Послышался звонок. Юноша выпрямился, замер и, сильно тряхнув головой, словно отгоняя назойливые мысли, вошел в кабинет. Он почти тотчас же вышел и схватил телефонную трубку.
- Гараж? Товарищу Эпштейну машину! Срочно! Пожалуйста! - он указал мне на дверь кабинета. - Не более семи минут! Замнарком спешит на заседание.
Мне больше не пришлось говорить с юношей. Люди входили, выходили, приносили бумаги из других отделов для подписи. Секретарь был всегда занят. Только один раз мне пришлось с ним быть наедине несколько минут.
- Я хотел бы поговорить с вами, - сказал мне юноша.
- Очень рада, только боюсь, не могу сегодня: я уезжаю в деревню, но я опять приеду через неделю.
Я думала о нем по дороге домой, и мне жалко было, что мне не пришлось с ним поговорить. Мне казалось, по выражению его лица, его грустных глаз, дрожащему голосу, что ему было тяжело и что что-то тяжким бременем лежало на его душе. Но мне не суждено было узнать его тайну.
Десять дней спустя, когда я снова пришла в наркомпрос, дверь в комнату комсомольца-секретаря была закрыта.

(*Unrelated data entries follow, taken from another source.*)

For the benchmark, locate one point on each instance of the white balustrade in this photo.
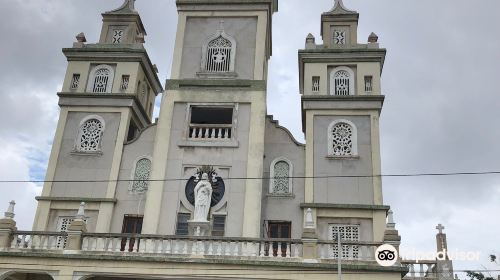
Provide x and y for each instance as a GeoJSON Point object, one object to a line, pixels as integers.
{"type": "Point", "coordinates": [164, 245]}
{"type": "Point", "coordinates": [422, 270]}
{"type": "Point", "coordinates": [38, 241]}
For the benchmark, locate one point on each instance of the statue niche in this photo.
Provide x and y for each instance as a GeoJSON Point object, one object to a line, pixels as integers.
{"type": "Point", "coordinates": [203, 190]}
{"type": "Point", "coordinates": [202, 199]}
{"type": "Point", "coordinates": [218, 186]}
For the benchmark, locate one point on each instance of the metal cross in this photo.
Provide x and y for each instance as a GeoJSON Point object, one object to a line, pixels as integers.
{"type": "Point", "coordinates": [440, 228]}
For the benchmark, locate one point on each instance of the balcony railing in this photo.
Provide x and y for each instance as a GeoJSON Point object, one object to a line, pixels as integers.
{"type": "Point", "coordinates": [349, 250]}
{"type": "Point", "coordinates": [227, 247]}
{"type": "Point", "coordinates": [179, 245]}
{"type": "Point", "coordinates": [421, 270]}
{"type": "Point", "coordinates": [38, 240]}
{"type": "Point", "coordinates": [210, 131]}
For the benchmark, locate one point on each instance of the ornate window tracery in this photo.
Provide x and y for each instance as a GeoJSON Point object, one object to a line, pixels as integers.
{"type": "Point", "coordinates": [281, 173]}
{"type": "Point", "coordinates": [339, 37]}
{"type": "Point", "coordinates": [342, 139]}
{"type": "Point", "coordinates": [346, 233]}
{"type": "Point", "coordinates": [142, 172]}
{"type": "Point", "coordinates": [101, 79]}
{"type": "Point", "coordinates": [342, 81]}
{"type": "Point", "coordinates": [219, 53]}
{"type": "Point", "coordinates": [90, 134]}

Слышно было, что в комнате шло движение, точно передвигали мебель, несколько человек стояли в коридоре и рассказывали что-то друг другу взволнованным шепотом. Я постояла в нерешительности несколько секунд и постучала в дверь. Никто не ответил. Я спросила чиновника в соседней комнате, что случилось.
- Комнату чистят. Наведайтесь через часок.

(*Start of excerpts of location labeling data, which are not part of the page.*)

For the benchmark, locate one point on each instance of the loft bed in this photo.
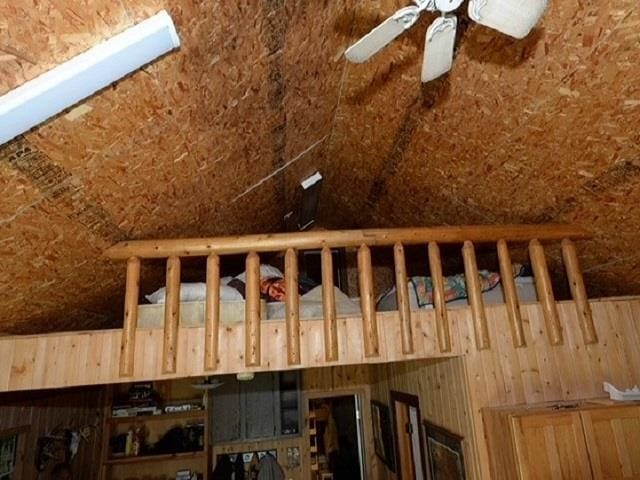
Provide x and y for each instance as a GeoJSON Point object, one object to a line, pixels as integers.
{"type": "Point", "coordinates": [218, 336]}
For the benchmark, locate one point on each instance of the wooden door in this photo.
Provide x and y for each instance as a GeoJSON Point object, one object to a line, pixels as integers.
{"type": "Point", "coordinates": [403, 435]}
{"type": "Point", "coordinates": [550, 446]}
{"type": "Point", "coordinates": [613, 440]}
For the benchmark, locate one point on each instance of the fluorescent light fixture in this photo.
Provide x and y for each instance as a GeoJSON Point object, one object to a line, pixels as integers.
{"type": "Point", "coordinates": [512, 17]}
{"type": "Point", "coordinates": [65, 85]}
{"type": "Point", "coordinates": [438, 48]}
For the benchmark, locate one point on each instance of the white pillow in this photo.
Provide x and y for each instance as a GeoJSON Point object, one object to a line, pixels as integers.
{"type": "Point", "coordinates": [266, 271]}
{"type": "Point", "coordinates": [195, 292]}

Проходя по коридору, я встретила знакомую девушку.
- Вы знаете, что случилось? - спросила она, видимо, горя желанием поделиться со мной сенсационной новостью.
- Нет, не знаю.
- Товарищ Павел, секретарь Эпштейна, застрелился!
- Что?!!
- Да. Пять минут тому назад. В висок. Нашли его сидящим за столом, голова рукой подперта, а бумага вся залита кровью. Сейчас убирают...

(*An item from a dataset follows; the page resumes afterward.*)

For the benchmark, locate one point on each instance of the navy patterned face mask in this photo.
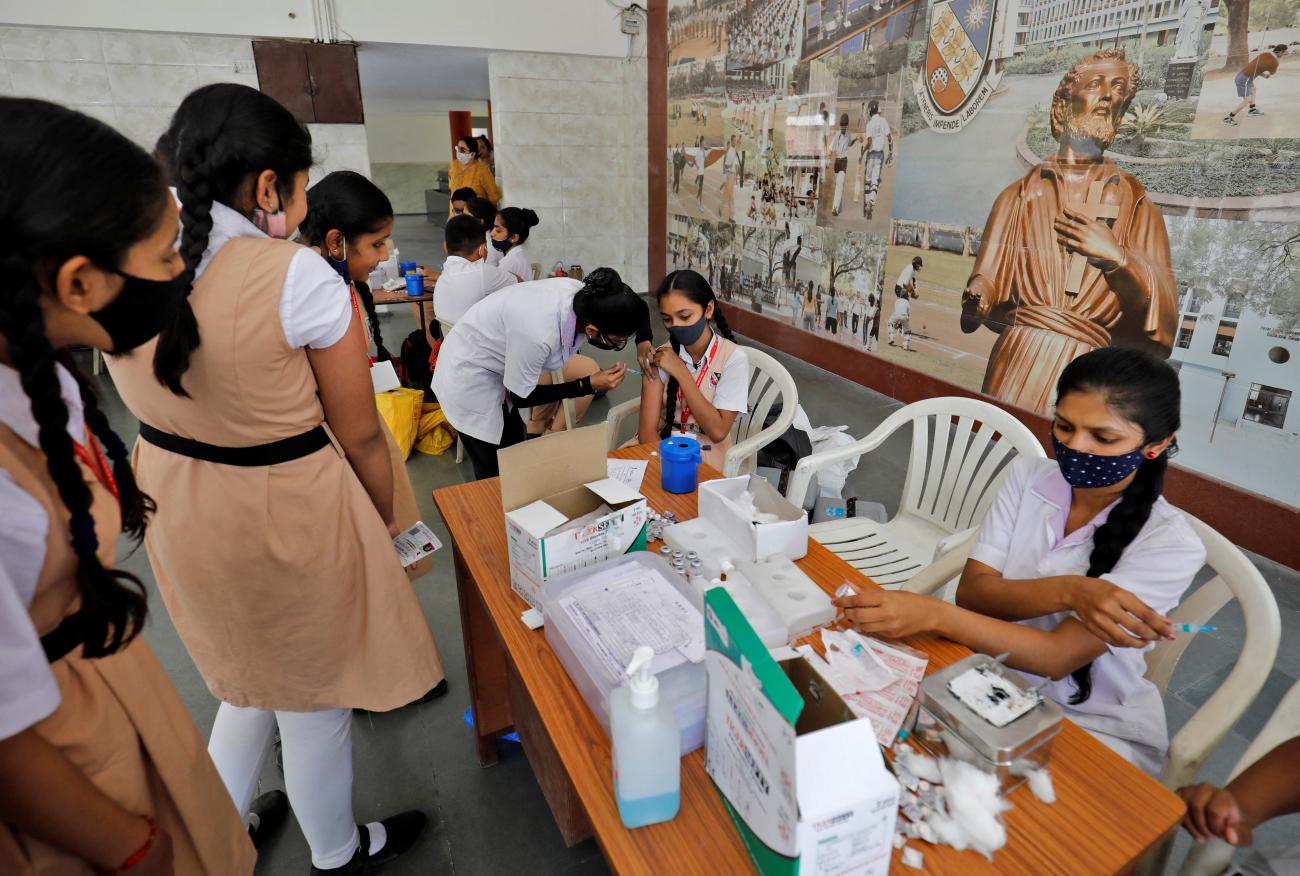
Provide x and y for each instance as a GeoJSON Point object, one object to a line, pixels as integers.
{"type": "Point", "coordinates": [1088, 471]}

Она продолжала болтать... Но я ее больше не слушала...
Я думала о страдающем, задумчивом юноше с грустными, прямо смотрящими глазами. Эти глаза, казалось мне, просили помощи, сочувствия.
"Зачем, зачем ты это сделал?" - мысленно спрашивала я его, вспоминая его крестьянское чистое лицо, непослушный хохол на голове, сильные крестьянские руки.
- Почему он это сделал? - сказала я громко.
- Никто не знает, - ответила девушка, - коммунисты говорят, что работник он был хороший, но партиец был плохой, несознательный.
* * *
Трудно было просить этому гордому юноше, сыну губернатора. Опускались глаза с длинными черными ресницами, низко склонялась смуглая голова с коротко остриженными волосами.
- Они говорят, что меня исключили за то, что я не объявил, что мой отец был губернатором. А почему я должен был "им" об этом говорить? "Они" меня не спрашивали. Если бы спросили - я бы "им" ответил правду. Я не мог бы солгать, я не стыжусь...
Юноша гордо поднял голову и посмотрел мне прямо в глаза.
- Вы думаете, есть надежда? "Они" допустят меня окончить университет?
Он грассировал - университет - и в продолжение всего разговора говорил о коммунистах не иначе, как "они".
- Профессора дали мне блестящий отзыв, говорят, что я могу со временем принести пользу... Надо доучиться, вы понимаете, я говорю вам это не из хвастовства, ведь мне осталось еще один год, только один год, и я...
Он вдруг сразу осекся, замолчал, кровь прилила к тонкой шее, к лицу, он густо покраснел.
- Вы меня понимаете! Неужели я не буду допущен в университет?
Мне было его жалко. Я бегала от одного заведующего втузами, вузами к другому - ничего не помогало.
Иногда в глазах одного из этих власть имущих я улавливала тень сочувствия, человеческую нотку в голосе, подобие ласковой улыбки на жестком лице, и я спешила воспользоваться моментом.
- Товарищ, пожалуйста, сделайте исключение! Этот юноша, по мнению профессоров, обещает сделаться выдающимся ученым по химии. Пожалуйста, сделайте исключение! Он может со временем принести пользу Советскому Союзу.
- Невозможно, товарищ Толстая. Он сын губернатора, наш классовый враг. И он злостно скрыл от нас свое происхождение. Мы не можем таким людям давать привилегии. Это нечестно по отношению к пролетариату!